Now, I have heard, and this is a reasonable point, that some clinicians are concerned that what they do for the patient is the only part of the patient experience within their control. The patient may encounter another UH employee during check-in or registration, for example, who exhibits something less than kindness. And in our post-visit surveys, we do ask about that separately.

According to Jennifer Lorenz, the UH Chief Patient Experience Officer, patients let us know about it specifically, often in the comments section of the survey.
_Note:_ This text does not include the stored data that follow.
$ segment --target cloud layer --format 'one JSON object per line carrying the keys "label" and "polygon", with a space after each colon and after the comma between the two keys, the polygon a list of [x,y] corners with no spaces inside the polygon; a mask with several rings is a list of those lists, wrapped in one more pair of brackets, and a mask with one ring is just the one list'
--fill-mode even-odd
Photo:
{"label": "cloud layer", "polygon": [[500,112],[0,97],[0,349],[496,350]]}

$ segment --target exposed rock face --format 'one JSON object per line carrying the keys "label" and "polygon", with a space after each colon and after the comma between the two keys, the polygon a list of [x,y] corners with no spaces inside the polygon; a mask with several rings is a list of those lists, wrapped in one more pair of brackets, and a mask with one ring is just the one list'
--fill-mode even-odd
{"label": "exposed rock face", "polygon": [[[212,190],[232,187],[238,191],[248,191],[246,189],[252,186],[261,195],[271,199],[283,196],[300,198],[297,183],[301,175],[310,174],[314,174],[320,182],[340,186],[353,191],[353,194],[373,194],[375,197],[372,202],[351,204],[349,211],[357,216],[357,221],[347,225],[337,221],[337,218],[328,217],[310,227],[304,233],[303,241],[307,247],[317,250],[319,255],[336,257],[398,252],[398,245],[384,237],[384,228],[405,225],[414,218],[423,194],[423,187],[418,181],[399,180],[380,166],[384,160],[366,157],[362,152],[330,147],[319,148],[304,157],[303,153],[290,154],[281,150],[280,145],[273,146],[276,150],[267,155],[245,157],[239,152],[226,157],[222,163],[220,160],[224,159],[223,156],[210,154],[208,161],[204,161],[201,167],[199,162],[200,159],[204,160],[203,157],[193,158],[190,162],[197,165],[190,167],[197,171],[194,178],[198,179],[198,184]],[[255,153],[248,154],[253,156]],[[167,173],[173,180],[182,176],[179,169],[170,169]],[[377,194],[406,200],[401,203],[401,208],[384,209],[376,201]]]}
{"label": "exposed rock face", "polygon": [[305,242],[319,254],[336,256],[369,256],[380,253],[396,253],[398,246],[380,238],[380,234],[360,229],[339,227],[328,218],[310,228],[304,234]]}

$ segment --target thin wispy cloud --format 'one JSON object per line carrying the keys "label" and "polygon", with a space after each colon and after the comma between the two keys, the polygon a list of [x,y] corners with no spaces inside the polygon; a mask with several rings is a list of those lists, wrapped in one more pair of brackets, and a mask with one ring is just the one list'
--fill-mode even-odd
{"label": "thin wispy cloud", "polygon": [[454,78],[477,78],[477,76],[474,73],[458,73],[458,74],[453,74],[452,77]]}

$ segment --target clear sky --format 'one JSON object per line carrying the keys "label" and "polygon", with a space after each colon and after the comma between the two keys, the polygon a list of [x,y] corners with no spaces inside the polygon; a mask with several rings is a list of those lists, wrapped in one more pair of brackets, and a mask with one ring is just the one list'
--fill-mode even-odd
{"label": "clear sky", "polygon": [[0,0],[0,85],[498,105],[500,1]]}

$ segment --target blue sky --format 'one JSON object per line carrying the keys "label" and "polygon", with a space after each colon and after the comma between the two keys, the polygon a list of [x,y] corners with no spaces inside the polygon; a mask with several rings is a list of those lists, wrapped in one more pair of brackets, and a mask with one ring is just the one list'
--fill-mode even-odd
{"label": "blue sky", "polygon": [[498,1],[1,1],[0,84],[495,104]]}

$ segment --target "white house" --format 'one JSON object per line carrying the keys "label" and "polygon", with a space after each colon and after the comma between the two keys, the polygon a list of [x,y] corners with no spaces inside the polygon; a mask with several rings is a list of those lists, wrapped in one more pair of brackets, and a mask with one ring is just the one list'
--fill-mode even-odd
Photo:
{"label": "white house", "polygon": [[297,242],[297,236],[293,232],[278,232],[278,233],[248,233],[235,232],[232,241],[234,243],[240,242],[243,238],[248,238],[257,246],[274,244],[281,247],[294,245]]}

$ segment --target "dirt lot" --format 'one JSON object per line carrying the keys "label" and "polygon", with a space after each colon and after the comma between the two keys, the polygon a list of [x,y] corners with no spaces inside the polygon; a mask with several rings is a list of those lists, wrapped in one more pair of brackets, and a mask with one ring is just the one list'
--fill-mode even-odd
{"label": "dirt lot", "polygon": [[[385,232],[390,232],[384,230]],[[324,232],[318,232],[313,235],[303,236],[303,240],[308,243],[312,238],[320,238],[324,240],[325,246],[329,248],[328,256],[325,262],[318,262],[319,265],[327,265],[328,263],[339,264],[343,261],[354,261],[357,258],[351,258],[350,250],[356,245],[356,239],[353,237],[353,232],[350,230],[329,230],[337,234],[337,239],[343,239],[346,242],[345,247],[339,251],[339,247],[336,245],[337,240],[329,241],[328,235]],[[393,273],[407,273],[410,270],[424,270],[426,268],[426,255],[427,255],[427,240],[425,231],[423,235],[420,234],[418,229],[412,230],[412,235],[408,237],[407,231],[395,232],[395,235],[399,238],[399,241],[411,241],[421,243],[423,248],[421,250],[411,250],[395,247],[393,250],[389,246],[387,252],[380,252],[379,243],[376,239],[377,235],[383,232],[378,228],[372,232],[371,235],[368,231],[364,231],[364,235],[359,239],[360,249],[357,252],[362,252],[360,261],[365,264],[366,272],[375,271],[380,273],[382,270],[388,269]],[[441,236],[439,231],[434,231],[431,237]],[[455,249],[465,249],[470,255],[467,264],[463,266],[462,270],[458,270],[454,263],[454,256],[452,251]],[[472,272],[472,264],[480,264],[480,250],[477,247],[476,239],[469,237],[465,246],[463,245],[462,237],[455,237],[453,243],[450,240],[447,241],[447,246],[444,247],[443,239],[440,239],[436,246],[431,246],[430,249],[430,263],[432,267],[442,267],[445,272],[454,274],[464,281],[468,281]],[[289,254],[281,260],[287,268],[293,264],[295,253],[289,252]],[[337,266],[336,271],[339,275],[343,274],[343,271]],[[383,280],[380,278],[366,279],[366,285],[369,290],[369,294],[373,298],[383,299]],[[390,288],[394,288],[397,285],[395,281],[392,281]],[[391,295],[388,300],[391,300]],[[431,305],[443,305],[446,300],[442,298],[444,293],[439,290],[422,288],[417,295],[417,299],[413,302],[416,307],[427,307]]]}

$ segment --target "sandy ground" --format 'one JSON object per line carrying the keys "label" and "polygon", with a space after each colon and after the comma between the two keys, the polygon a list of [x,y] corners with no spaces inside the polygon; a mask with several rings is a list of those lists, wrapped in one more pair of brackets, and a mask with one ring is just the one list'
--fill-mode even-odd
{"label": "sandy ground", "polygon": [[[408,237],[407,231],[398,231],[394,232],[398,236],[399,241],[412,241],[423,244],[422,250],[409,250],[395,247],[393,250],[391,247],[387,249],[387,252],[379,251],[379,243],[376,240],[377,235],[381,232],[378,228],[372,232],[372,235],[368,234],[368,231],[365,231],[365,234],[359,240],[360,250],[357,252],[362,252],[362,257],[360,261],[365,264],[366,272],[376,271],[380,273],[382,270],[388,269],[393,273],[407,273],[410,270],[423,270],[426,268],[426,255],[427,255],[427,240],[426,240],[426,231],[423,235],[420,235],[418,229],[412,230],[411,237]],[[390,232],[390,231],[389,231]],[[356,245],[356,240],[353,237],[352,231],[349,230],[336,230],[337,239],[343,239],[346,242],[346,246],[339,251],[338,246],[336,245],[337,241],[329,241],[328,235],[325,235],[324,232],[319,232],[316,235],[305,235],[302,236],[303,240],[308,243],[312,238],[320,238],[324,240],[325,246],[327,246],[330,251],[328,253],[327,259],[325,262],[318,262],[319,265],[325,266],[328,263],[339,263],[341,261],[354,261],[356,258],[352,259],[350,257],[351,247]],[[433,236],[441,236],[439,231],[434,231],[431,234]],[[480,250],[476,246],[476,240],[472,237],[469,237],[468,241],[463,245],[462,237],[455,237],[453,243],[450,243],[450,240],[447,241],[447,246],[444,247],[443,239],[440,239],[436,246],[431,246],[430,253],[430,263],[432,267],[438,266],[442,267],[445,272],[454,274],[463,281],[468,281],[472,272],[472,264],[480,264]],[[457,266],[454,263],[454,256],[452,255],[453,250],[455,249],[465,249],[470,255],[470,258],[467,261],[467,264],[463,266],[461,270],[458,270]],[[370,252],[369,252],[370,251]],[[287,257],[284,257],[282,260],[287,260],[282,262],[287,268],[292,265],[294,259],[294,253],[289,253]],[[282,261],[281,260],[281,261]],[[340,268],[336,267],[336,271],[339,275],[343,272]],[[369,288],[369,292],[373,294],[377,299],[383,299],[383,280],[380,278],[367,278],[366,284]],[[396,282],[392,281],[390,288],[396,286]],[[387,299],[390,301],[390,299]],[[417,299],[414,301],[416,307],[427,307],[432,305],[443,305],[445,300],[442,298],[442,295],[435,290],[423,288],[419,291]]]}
It’s not because they want to get anyone in trouble, but as they explain, “I want to share this so other people don’t have to encounter a similar situation.” Such notes are certainly followed up on.

However, when it comes to the physician’s office, I believe we as clinicians have more control than we think, especially as we consider the people at the front desk who check patients in, or who take their phone calls. We need to convey to those who work with us the importance of treating everyone in a courteous, friendly manner – which always includes eye contact. Patients notice this, and good or bad, they let others know about it.

Also, people are influenced by the behaviors they see others demonstrate. A clinician will be watched and observed in terms of how he or she interacts with people. If we take the lead in consistently exhibiting behavior that shows that we treat people the way we’d want our family members treated (even if we weren’t there),  my strong belief is that this positivity causes those around us to do the same.

We have a constant opportunity to teach and lead through our actions; ultimately, that’s what patients and those who work with us, see, feel and remember.

We do want all UH caregivers who are in front of patients – in person or on the phone – to know and remember that they are part of the 1,000-piece puzzle that creates the UH patient experience. Patients value courtesy and respect, and they deserve that from the moment they contact UH or enter any of our facilities.

Examples of how this has worked in our COVID-19 vaccination clinics in recent months have been vivid. Many of those who came to us were not previously UH patients, but at that moment, they were.

Our caregivers in the vaccine clinic met people who had a relative who got vaccinated elsewhere. They shared anecdotes, in person and in letters and emails. “I got the same shot my cousin did, but at UH she was treated with kindness and smiles. I’ve decided to switch to UH, too,” read one.

Yes, the science of health care delivery is crucial and so is the art of delivery.

We demonstrate how well we do this at UH most of the time. I know we can get to ‘all the time.’